If u want a good speed with a gladesmen then a 15hp is the best power for it and the electric tabs is a MUST HAVE! Because it's helps the ride becomes more stable when u running wide open throttle and rides hell a lot better then a gheenoe 15.4 NMZ or a classic.

Right now I have a gheenoe highsider and yes it's tippy but maybe less tippy.
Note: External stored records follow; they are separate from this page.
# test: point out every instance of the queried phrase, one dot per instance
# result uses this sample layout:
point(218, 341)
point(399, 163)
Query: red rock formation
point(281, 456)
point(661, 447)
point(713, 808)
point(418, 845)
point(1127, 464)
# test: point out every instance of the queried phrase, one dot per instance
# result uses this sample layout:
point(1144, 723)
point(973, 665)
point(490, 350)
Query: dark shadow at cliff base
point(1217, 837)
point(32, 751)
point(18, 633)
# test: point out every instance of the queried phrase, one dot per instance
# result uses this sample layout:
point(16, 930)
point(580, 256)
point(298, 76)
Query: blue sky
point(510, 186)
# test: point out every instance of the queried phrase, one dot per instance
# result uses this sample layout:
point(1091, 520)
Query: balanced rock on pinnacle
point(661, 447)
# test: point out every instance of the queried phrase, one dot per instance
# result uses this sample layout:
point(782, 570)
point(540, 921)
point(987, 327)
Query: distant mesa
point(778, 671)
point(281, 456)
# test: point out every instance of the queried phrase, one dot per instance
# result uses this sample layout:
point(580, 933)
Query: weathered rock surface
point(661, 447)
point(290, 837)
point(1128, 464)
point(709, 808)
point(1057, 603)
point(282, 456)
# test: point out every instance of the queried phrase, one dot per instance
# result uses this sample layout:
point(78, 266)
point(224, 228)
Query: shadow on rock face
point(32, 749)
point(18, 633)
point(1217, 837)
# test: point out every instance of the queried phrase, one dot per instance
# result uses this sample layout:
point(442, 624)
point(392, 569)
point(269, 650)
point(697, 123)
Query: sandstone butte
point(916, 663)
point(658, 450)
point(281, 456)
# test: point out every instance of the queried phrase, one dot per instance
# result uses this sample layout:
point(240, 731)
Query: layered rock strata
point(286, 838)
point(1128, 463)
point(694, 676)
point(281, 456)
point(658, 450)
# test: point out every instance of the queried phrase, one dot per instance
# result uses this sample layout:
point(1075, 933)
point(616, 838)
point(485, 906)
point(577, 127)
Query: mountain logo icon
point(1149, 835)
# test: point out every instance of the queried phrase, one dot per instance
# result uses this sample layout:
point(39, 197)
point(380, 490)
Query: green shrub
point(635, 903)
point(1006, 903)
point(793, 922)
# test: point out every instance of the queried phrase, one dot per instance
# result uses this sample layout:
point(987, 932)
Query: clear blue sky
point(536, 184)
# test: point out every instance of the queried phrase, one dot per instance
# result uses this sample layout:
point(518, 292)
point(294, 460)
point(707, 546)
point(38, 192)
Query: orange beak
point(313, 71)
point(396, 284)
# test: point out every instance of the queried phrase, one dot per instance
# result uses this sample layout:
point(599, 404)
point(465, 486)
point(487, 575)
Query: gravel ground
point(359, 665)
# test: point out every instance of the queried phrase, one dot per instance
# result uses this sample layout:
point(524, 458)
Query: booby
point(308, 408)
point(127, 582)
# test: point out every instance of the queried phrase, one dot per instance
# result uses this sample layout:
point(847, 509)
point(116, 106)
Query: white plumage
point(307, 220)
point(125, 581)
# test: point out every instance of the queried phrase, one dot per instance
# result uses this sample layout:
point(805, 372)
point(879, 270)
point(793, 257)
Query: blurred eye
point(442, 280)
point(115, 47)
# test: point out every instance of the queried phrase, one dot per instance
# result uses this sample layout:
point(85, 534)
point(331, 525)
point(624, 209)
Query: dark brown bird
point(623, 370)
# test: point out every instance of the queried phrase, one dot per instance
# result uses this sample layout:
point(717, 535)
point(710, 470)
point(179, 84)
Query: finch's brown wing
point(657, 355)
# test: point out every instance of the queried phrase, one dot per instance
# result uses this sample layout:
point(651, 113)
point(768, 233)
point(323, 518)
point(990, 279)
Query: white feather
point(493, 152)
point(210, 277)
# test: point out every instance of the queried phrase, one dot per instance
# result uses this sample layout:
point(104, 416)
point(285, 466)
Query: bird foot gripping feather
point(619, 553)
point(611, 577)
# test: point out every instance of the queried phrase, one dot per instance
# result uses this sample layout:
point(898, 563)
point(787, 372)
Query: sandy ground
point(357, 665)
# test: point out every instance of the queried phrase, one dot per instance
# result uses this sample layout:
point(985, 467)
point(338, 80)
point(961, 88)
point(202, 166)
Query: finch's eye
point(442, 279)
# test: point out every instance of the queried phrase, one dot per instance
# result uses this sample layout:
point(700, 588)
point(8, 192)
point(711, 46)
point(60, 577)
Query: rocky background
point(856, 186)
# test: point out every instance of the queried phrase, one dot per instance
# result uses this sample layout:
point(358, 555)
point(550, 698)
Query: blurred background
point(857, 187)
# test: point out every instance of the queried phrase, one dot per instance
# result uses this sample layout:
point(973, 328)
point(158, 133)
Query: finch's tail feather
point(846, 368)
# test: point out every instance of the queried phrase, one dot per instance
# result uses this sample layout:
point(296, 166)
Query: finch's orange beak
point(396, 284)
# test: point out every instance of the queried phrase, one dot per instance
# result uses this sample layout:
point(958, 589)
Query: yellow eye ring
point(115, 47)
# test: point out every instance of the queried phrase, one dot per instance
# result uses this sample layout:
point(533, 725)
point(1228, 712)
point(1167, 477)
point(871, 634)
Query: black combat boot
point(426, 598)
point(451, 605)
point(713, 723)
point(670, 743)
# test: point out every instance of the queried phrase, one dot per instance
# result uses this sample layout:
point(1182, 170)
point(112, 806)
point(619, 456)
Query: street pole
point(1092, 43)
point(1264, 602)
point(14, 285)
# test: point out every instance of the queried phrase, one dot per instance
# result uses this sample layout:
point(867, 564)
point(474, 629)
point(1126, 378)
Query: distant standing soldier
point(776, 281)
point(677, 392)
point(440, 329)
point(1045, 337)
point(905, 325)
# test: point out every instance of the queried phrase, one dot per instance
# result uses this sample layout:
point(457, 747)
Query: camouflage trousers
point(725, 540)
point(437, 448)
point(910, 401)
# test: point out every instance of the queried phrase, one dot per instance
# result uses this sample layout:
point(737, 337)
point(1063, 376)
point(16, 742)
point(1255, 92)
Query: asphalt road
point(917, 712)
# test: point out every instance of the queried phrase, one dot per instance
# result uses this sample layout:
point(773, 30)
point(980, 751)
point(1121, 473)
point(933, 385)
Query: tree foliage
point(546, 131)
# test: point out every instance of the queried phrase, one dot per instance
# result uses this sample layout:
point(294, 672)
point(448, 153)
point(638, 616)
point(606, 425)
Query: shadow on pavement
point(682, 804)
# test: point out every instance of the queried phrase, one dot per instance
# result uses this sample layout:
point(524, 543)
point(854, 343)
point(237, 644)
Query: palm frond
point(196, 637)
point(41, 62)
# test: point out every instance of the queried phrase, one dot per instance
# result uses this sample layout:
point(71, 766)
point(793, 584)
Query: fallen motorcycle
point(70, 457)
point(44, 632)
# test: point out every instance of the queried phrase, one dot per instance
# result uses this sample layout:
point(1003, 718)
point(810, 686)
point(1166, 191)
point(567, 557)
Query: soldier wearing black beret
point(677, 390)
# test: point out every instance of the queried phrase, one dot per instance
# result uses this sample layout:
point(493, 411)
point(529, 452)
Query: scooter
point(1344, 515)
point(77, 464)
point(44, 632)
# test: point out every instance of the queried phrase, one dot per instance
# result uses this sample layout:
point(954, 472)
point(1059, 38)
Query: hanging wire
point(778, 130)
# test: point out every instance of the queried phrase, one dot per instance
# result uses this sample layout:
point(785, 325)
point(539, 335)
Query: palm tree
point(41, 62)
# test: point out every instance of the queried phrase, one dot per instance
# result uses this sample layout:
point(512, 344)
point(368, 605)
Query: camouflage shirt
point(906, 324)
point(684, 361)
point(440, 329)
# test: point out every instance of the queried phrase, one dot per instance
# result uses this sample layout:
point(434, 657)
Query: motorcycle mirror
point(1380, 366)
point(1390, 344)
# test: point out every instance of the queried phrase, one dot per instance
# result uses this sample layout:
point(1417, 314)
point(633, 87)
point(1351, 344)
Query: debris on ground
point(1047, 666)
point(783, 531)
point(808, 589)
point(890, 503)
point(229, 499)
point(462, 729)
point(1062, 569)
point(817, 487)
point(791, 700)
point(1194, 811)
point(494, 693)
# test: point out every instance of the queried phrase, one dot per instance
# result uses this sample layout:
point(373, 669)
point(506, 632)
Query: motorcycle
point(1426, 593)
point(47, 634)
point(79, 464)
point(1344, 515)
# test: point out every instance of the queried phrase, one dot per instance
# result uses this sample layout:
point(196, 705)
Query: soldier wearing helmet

I can't tell you what's the new version or improvement on the new gladesmen. It's up to kevin to spill the beans... :-X ;D


----------



## JoeWelbourn (Dec 11, 2006)

All I am going to say is----carbon fiber :


----------



## Yoreese (Oct 15, 2009)

Well, I pulled the trigger on a very nice used Gladesmen yesterday!


----------



## cal1320 (Jun 6, 2007)

Congrats!
Lets see the pics.


----------



## Yoreese (Oct 15, 2009)

> Congrats!
> Lets see the pics.


Pics will be up soon!


----------



## cal1320 (Jun 6, 2007)

Bring it out to the lagoon bash on the 20th.


----------



## skinnywater3 (Feb 8, 2009)

> Bring it out to the lagoon bash on the 20th.


x2 [smiley=thumbsup.gif]


----------



## Yoreese (Oct 15, 2009)

Sounds like fun!!


----------



## Glock2710 (Jun 23, 2009)

Well.....where are the photos?  We are dying to see it!!! ;D


----------



## Yoreese (Oct 15, 2009)

Gonna take a few this weekend from the Lagoon if the weather cooperates.    I'm sure a few people will know the boat.


----------



## Yoreese (Oct 15, 2009)

Got out in a protected area of the lagoon after lunch today and poled over a few fish in 12" of water!! This boat is awesome!!!


----------



## cal1320 (Jun 6, 2007)

> This boat is awesome!!!


SHHHHHHHH!
Geez, don't tell everyone.


----------



## Guest (Feb 15, 2010)

> > This boat is awesome!!!
> 
> 
> SHHHHHHHH!
> Geez, don't tell everyone.



Wait till you see the "New G-men"! Space age.


----------



## Yoreese (Oct 15, 2009)

> > > This boat is awesome!!!
> >
> >
> > SHHHHHHHH!
> ...


Yep, I may have to upgrade!!!


----------